Performance analysis and statistics

Trials were classified according to their outcome: “correct” (correct supra-threshold joystick movement), “incorrect” (opposite supra-threshold joystick movement), “no movement detected” during the answer period and “anticipated lick” (licking before moving the joystick). Trials with premature events (threshold crossing prior to the go cue) were excluded from the analysis for the inactivation experiments. In a subset of sessions mice did not answer during the initial period of the session and mice typically stopped answering after satiation53,79. In order to analyse a homogeneous performance (without periods of inactivity due to external factors), periods at the beginning (up to the 5th correct trial) and at the end (last 5 correct trials) of the behavioral sessions were excluded from the analysis.

We quantified the discrimination ability using d-prime (d’, sensitivity index) rather than percent correct to take potential bias into account59. d’ was quantified as following: d’ = z (correct pull rate) + z (correct push rate), where z is the normal inverse of the cumulative distribution function. Only correct and incorrect trials were included to compute d’. Positive d’ values (maximum d’ = 4.65) resulted from a majority of correct pull and push trials; negative d’ (minimum d’ = −4.65) corresponds to a majority of incorrect trials while null values mean chance level.
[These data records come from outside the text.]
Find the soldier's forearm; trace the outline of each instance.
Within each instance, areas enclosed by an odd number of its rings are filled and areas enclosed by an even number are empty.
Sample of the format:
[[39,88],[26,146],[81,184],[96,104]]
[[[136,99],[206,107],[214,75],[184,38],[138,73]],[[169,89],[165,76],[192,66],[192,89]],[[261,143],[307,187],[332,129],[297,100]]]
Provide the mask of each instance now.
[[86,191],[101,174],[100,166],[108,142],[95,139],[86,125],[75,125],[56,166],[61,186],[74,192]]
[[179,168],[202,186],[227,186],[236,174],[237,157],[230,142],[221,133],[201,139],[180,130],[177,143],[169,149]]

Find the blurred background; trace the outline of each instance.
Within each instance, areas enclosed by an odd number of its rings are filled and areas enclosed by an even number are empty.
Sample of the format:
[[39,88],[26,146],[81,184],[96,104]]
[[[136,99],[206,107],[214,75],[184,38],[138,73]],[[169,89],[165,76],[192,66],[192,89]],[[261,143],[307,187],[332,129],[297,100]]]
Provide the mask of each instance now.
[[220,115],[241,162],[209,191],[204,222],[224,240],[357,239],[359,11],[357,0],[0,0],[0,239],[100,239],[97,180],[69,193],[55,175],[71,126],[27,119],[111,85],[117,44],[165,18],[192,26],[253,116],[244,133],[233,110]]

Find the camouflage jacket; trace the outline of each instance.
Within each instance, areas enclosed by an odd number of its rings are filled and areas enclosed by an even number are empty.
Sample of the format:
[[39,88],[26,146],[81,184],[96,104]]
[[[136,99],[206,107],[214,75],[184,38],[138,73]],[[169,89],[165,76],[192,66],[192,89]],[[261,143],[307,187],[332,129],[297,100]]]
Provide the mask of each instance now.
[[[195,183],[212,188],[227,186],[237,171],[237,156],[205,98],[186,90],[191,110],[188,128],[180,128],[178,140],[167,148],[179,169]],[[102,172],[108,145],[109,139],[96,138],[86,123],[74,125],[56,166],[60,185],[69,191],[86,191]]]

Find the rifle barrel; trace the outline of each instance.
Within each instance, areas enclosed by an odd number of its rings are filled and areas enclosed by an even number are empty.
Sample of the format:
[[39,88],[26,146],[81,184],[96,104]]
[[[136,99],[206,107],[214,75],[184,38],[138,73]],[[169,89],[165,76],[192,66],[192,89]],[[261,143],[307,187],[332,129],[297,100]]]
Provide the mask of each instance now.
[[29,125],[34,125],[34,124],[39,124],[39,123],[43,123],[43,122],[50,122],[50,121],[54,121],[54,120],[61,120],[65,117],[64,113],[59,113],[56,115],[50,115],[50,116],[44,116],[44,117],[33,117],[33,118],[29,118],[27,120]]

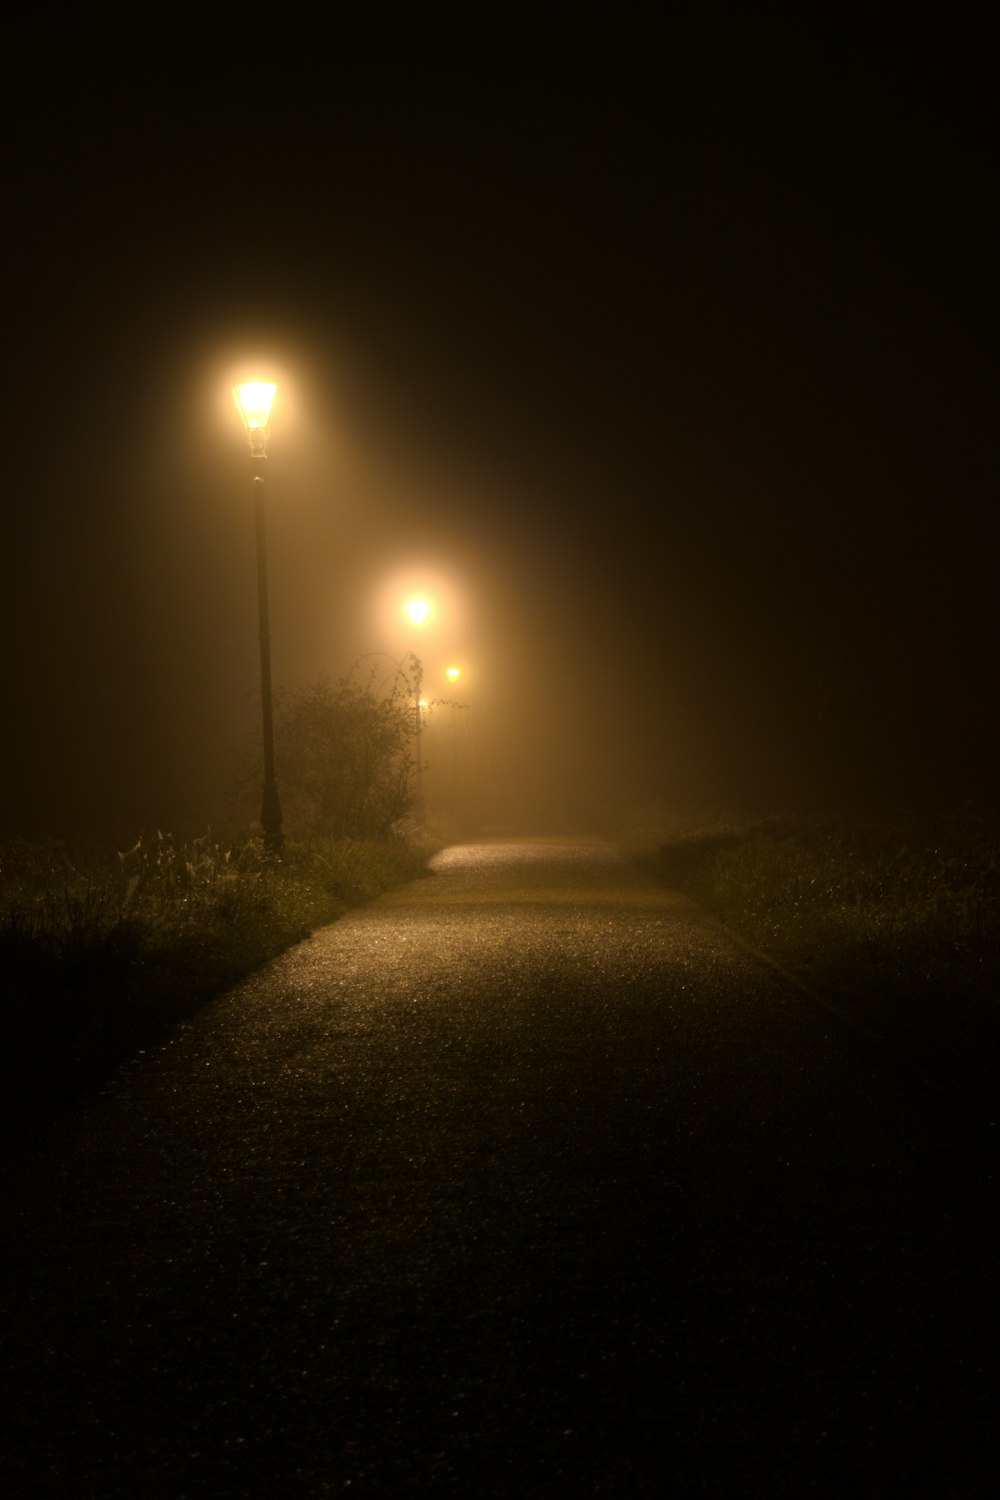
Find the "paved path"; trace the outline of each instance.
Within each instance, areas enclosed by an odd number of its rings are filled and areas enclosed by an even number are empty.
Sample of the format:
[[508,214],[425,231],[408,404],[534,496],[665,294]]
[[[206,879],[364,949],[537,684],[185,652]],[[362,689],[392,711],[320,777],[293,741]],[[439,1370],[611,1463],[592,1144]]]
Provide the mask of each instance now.
[[986,1493],[980,1144],[606,845],[457,846],[14,1164],[5,1493]]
To exclude infinity values from the formula, null and equal to one correct rates were rounded to 0.001 and 0.999, respectively. The fraction of answered trials included correct and incorrect trials (Fig. 1C). Learning sessions with changes in performance due to rig modifications were excluded from the analysis. Behavioral changes caused by cortical inactivation were evaluated by comparing control trial and inactivated trial performances. A Kruskal-Wallis test was used to compare performance in control and different inactivation conditions after testing for normality and homoscedasticity using the Kolmogorov-Smirnov test and the Bartlett test, respectively. The Fisher’s least significant difference test was used as post-hoc unless stated otherwise. P values are reported on the figures or in Table 1. Difference in differences analysis (DID)83 using a multiple linear regression analysis was performed to evaluate the significance of the differential effect between combined (CFA + RFA) and single inactivation conditions (CFA or RFA). Normality was assessed using the Shapiro Wilk test and heteroscedasticity was corrected by using a robust regression84. All results are reported as mean ± SEM.